With the law, Uncle Sam took a giant step toward ending the decades-old cycle of long-term dependency that old-school welfare had caused. In its place came a new emphasis on moving welfare recipients into the workforce, giving them a real sense of self-respect and financial independence.

It’s been one of America’s great success stories — yet it remains under attack from leftists who insist it did more harm than good and want to restore the old down-spiraling cycle of open-ended cash handouts.

A new analysis by the Manhattan Institute’s Scott Winship shows just how successful welfare reform has been — and how wrong the critics were then and are now.

Far from creating more poverty, Winship shows, the new rules have left children — particularly in single-parent families — less likely to be poor today. Indeed, poverty rates for black children and single-parent families have dropped to historic lows.

And as people moved from welfare to work, employment rates for single mothers rose 15 percent, while teen pregnancy took a dramatic drop.

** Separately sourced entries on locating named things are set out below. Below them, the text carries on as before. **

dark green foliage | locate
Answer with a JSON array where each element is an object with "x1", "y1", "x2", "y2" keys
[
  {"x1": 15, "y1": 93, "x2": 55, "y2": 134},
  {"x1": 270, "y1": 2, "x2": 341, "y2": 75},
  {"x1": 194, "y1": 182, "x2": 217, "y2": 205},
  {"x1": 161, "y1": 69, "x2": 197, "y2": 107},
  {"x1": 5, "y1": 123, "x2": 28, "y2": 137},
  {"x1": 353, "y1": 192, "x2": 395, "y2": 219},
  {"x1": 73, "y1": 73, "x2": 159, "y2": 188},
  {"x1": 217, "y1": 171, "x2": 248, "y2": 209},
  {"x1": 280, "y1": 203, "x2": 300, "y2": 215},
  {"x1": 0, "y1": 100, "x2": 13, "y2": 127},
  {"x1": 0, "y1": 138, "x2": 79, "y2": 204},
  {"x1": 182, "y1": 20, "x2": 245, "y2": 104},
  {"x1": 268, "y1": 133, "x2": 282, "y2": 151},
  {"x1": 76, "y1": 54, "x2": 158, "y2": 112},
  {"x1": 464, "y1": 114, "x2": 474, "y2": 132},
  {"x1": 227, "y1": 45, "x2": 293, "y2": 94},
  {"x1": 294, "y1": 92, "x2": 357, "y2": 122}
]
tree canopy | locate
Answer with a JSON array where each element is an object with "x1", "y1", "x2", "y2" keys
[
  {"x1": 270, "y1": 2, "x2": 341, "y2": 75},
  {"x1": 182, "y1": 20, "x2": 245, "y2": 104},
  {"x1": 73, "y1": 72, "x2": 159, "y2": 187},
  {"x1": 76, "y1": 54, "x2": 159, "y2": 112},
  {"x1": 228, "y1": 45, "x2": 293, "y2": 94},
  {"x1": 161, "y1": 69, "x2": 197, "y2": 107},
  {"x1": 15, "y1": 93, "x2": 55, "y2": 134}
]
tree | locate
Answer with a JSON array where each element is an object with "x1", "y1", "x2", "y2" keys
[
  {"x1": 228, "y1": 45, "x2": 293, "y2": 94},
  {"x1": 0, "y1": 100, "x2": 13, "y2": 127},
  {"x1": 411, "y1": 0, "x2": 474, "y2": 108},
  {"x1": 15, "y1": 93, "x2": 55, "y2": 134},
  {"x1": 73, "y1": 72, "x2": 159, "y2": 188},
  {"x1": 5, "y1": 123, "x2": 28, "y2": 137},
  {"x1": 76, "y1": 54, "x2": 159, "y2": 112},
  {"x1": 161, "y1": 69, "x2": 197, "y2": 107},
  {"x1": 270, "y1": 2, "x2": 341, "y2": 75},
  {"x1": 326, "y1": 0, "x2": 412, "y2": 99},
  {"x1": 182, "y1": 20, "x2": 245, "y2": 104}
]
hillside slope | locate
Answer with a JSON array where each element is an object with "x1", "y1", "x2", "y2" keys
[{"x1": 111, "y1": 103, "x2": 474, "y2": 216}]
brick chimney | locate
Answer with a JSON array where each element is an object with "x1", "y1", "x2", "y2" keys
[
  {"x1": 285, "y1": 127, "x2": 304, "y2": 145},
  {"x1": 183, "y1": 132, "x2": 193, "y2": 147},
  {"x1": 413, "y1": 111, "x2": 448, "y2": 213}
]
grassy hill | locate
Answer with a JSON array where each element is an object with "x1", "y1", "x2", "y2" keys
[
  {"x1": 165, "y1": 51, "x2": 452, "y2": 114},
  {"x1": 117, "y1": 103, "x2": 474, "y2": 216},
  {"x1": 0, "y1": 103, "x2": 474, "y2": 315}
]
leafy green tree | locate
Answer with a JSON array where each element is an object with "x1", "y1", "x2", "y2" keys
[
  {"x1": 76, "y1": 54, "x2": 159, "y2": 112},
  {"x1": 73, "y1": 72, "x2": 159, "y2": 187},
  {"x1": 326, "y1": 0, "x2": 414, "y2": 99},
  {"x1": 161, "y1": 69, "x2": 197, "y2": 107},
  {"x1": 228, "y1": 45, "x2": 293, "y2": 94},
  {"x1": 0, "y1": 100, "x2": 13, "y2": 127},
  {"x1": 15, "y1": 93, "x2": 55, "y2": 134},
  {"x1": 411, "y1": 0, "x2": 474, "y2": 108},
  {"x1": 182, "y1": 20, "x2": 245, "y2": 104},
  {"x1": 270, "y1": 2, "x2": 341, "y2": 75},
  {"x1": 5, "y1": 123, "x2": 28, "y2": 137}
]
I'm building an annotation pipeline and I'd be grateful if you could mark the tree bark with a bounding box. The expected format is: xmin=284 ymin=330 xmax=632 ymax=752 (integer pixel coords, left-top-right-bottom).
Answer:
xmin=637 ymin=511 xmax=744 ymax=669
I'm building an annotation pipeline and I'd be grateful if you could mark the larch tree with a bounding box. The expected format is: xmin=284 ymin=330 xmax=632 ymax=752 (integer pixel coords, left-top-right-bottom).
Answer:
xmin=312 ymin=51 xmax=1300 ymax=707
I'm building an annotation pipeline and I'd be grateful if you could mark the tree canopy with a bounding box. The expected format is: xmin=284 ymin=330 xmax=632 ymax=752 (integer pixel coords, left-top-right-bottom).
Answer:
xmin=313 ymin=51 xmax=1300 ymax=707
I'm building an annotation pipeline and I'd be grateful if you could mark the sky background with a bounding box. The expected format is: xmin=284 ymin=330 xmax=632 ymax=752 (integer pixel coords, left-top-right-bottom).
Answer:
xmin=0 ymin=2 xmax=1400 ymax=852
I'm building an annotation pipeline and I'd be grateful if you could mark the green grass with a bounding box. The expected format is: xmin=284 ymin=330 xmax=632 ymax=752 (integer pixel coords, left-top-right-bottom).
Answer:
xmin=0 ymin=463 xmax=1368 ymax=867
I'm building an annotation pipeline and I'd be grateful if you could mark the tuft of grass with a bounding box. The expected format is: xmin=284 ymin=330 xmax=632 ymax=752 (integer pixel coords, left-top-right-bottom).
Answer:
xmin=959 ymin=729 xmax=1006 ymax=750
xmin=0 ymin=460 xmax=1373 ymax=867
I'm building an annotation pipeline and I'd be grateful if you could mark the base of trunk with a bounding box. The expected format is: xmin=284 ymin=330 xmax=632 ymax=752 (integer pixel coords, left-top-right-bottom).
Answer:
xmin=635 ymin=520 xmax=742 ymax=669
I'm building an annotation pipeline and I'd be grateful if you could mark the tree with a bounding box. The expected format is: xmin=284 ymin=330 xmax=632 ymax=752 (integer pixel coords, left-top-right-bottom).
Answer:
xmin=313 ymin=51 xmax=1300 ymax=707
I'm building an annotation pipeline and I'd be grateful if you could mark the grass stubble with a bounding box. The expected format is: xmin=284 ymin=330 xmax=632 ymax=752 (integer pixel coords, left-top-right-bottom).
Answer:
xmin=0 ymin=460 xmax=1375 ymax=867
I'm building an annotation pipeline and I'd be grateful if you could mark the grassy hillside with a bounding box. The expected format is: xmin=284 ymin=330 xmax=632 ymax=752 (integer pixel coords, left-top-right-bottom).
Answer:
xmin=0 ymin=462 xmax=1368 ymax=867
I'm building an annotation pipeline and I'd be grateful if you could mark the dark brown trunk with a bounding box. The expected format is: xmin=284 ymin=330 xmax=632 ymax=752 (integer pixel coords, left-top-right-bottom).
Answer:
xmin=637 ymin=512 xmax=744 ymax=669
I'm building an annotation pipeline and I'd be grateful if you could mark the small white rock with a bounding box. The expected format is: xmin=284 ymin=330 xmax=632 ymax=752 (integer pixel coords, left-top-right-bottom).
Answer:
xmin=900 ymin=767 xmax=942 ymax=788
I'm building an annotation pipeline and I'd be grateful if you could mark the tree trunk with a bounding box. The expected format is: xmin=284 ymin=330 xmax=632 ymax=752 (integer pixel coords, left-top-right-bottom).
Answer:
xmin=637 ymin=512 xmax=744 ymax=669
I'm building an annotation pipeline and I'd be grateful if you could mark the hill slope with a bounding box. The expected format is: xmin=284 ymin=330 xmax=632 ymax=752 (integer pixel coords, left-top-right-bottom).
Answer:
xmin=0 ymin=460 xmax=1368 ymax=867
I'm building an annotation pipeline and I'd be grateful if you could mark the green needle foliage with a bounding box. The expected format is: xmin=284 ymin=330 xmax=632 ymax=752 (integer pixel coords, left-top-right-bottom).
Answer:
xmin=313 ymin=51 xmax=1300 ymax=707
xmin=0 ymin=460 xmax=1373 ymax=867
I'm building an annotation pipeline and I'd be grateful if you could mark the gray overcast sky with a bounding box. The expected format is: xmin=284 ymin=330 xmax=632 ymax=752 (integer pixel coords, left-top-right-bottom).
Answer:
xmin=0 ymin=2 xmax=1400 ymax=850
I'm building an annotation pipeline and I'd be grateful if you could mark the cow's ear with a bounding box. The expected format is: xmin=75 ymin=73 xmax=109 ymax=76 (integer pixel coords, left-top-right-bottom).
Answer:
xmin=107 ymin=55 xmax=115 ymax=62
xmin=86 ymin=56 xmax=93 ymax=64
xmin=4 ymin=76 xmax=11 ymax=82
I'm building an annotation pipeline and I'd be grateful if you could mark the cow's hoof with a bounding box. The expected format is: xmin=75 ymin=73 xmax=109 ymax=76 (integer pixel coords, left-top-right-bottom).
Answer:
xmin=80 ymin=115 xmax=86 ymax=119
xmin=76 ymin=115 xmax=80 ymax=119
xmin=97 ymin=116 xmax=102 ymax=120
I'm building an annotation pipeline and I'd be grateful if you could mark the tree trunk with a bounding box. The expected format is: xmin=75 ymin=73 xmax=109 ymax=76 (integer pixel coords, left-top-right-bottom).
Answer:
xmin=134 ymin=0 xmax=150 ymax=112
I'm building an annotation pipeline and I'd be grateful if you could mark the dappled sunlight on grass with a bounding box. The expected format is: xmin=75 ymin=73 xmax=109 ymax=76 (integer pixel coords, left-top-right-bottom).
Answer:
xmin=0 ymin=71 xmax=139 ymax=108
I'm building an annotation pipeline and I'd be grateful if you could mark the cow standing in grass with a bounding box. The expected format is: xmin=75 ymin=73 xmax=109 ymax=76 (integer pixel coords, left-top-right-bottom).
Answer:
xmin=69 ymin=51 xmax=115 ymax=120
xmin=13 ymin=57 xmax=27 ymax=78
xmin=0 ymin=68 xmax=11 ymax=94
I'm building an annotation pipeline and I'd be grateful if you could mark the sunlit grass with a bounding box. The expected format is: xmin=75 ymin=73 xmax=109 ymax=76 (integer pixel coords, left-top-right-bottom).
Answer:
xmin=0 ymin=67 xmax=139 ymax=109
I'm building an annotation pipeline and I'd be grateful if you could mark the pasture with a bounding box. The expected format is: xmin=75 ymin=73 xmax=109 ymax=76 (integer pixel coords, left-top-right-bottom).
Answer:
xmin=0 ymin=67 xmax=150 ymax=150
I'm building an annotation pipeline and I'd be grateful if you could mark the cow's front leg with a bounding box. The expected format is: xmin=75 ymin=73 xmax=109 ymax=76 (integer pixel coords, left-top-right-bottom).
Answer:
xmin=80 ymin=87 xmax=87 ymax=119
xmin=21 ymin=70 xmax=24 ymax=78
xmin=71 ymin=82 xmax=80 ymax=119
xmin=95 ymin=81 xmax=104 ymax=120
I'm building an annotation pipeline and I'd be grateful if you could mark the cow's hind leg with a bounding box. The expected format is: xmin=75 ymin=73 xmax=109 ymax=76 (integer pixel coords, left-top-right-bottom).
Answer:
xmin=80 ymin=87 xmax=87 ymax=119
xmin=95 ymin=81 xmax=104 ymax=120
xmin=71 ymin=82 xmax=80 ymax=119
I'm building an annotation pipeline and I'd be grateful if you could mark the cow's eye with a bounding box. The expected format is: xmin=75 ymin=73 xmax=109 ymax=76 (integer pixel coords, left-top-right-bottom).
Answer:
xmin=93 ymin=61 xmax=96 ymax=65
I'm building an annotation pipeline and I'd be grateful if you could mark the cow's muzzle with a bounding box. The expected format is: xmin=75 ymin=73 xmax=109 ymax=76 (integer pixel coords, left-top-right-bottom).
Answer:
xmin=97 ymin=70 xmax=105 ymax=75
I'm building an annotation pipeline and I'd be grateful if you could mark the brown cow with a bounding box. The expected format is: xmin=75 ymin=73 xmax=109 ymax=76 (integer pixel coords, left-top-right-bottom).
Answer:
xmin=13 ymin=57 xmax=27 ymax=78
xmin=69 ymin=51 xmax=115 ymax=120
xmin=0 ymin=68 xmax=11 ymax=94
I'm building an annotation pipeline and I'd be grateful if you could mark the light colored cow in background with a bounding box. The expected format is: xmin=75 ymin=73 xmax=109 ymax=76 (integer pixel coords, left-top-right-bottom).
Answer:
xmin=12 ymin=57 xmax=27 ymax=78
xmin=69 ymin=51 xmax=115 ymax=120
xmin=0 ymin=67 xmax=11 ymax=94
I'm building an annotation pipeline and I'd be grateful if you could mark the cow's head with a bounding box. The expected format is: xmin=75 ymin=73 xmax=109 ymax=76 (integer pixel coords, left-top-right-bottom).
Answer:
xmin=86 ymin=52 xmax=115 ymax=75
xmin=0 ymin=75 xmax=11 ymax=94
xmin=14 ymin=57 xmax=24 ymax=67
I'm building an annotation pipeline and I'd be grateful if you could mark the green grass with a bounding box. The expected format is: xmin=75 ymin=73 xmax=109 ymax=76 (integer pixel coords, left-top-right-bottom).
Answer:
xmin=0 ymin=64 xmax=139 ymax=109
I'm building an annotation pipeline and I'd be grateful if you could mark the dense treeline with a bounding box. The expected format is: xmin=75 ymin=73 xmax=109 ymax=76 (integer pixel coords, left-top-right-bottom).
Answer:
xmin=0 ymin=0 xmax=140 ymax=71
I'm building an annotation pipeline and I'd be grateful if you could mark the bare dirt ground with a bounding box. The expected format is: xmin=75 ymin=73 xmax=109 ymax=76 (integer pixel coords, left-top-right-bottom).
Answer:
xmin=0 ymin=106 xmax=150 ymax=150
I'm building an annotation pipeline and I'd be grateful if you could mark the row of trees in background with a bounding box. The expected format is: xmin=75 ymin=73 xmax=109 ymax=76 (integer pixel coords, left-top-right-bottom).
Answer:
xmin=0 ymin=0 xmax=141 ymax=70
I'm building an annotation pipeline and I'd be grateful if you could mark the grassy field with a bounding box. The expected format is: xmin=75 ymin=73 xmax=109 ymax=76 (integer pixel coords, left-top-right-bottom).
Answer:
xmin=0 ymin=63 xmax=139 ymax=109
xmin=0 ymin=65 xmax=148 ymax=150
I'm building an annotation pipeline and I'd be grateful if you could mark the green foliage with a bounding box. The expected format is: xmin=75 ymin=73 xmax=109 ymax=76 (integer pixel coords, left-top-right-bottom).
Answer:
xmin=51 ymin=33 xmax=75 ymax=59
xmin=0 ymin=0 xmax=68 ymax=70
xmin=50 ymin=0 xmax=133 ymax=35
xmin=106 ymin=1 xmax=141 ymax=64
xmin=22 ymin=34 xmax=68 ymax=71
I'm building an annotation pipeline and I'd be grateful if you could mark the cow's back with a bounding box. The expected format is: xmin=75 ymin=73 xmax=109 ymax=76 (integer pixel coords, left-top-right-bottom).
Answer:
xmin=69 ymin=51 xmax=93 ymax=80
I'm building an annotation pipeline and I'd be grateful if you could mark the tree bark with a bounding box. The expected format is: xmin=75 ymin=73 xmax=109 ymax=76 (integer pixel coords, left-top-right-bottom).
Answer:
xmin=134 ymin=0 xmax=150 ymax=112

Indeed, with the growth of non-cash government aid — food stamps, housing aid, Medicaid, etc. — “there is little evidence that welfare reform caused an increase in hardship or extreme-cash poverty,” the report concludes.

Yes, some problems remain: The growth of those non-cash programs, for example, tends to undermine work requirements.

But the underlying principle has been proved: Most people on welfare don’t want to remain forever dependent on government handouts. And the best way to fight poverty is to help them join the workforce.